#273 small bugs in Sphinxtrain/bw with incorrect dict

Kris Thielemans


below is a small fix for a segmentation fault that occurs when a word in the training list isn't in the dictionary (E_WARN tries to print n_word (which is an int) as a string). With this fix, the user gets the warning and the program continues. However, maybe the code should actually abort in such a case? I'm not sure...

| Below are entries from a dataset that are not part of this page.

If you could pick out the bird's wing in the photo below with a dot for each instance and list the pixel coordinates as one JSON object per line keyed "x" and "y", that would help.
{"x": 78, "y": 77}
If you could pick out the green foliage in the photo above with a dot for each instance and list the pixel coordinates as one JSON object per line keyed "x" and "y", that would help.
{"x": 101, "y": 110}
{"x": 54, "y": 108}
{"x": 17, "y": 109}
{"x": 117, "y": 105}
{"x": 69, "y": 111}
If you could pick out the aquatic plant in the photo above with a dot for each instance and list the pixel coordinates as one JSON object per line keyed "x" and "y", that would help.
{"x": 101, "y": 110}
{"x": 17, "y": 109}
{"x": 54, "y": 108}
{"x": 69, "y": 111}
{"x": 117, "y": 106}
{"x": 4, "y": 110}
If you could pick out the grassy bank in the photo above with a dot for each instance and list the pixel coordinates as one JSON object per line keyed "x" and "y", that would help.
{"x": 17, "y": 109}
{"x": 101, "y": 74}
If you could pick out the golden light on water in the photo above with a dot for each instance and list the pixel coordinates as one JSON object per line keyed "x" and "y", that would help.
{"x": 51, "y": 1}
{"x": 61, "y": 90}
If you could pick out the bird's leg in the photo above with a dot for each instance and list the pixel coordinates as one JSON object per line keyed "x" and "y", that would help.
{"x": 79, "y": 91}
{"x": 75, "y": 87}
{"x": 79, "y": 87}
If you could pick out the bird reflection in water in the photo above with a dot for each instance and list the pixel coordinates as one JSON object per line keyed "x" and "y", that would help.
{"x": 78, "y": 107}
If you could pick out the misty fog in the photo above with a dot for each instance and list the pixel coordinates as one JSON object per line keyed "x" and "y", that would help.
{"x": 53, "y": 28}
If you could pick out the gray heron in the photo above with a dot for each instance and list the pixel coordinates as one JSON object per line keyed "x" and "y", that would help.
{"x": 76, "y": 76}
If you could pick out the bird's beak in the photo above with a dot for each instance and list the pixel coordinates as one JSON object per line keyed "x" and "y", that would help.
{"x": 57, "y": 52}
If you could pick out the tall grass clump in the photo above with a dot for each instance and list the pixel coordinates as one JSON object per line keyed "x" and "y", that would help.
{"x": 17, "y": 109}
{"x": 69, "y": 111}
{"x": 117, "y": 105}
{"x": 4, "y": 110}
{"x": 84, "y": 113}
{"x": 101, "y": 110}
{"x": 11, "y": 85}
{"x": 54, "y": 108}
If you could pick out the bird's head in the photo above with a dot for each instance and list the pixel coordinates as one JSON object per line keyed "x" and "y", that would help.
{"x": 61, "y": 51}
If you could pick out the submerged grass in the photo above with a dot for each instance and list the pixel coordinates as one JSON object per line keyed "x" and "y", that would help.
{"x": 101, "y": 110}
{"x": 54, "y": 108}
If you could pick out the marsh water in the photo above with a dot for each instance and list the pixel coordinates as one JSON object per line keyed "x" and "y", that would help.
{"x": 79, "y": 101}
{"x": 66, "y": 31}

--- src/programs/bw/next_utt_states.c (revision 11227)
+++ src/programs/bw/next_utt_states.c (working copy)
@@ -76,7 +76,7 @@

 phone = mk_phone_list(&btw_mark, &n_phone, word, n_word, lex);
 if (phone == NULL) {
  • E_WARN("Unable to produce phonetic transcription for the word '%s'\n", n_word);
  • E_WARN("Unable to produce phonetic transcription for the word '%s'\n", word);
    return NULL;

There is another bug in case the (noise) dictionary uses an unknown phone (I had this when I used a noisedict with +UM+ etc while the original model didn't have these). Then at the end of running bw, there's a segmentation fault in lexicon_free. valgrind says

==10206== Invalid read of size 8
==10206== at 0x412FA9: lexicon_free (lexicon.c:279)
==10206== by 0x40DA78: main (main.c:1913)
==10206== Address 0xd7af150 is 0 bytes inside a block of size 40 free'd
==10206== at 0x4C282ED: free (vg_replace_malloc.c:366)
==10206== by 0x412FCB: lexicon_free (lexicon.c:282)
==10206== by 0x40DA78: main (main.c:1913)

Apparently the offending word was still added to the lexicon (as it's found by the iterator) but ckd_free(entry->ortho); crashes. However, I'm not sure how to fix this (as lexicon.c L210 seems fine )



  • This has been fixed now